The grand experiment begins tomorrow. I got my first gray hair back in my undergrad days. A friend noticed it and asked me if I wanted her to pluck it for me. NO! I need every strand of hair I can get. Even in my mid-40s, it's baby fine and limp. In my late 30s for perhaps 2-3 years I let the guy who cuts my hair bleach golden highlights in it to make the gray blend in. He did a really great job with none of that weird streaky look that so many people end up with, but at $130 a pop, even getting it done 2-3 times a year instead of every three months was insane, and the fact that it took three hours each time wasn't in its favor.

So for the past five years or so, I just said "the hell with it," and let the highlights grow out, and the gray back in. Even now, it's probably less than 5% gray, so it's not a big deal, but it is annoying inasmuch as most of it's in my bangs or right around the top of my head where it's most noticeable. Time to try a home dye kit. Semi-permanent color to not last more than a month before washing it out. Will not lighten hair, but will nail the gray. Years ago when I told the guy who cuts my hair that I was calling it quits with the highlights, I said to him "If it really starts bothering me down the road, I could always just try a semi-permanent dye a shade or two lighter than my own color, that won't bleach anything." He nodded in agreement. So . . . I'm on the right track trying this.

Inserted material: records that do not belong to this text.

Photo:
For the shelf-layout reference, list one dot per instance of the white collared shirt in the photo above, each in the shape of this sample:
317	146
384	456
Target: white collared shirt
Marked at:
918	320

What shocked the living daylights out of me was that when I visited the Clairol and L'Oreal websites to do some research on brands and shades, six out of seven considered me a dark blonde when I held my hair up to the monitor to compare with their samples. The seventh conceded that I could be considered an ultra-light brunette or a dark blonde. All the brunette samples against which to compare were darker than my hair.

I admit it's a hard to define hair color, but I always considered myself a brunette. In fact, I laughed at a secretary I had back in the mid 1980s who called me a blonde, thinking she's Puerto Rican with really dark hair, so to her, I probably do look like a blonde. Apparently, I look like a blonde to the hair color "experts" at the two main companies in the U.S. as well. Granted, it does look dark blonde to me in the middle of summer after many weekends on the golf course, but in the dead of winter . . . c'mon!

The funniest thing of all is that SJ is an expert on hair dye, and I had to calm his fears that I'd come out looking like a honey blonde. Not a chance. Not with this semi-permanent stuff that won't bleach out the exisiting brown. He had to read the label for himself to be sure, before heaving a sigh of relief. File that under "precious moments."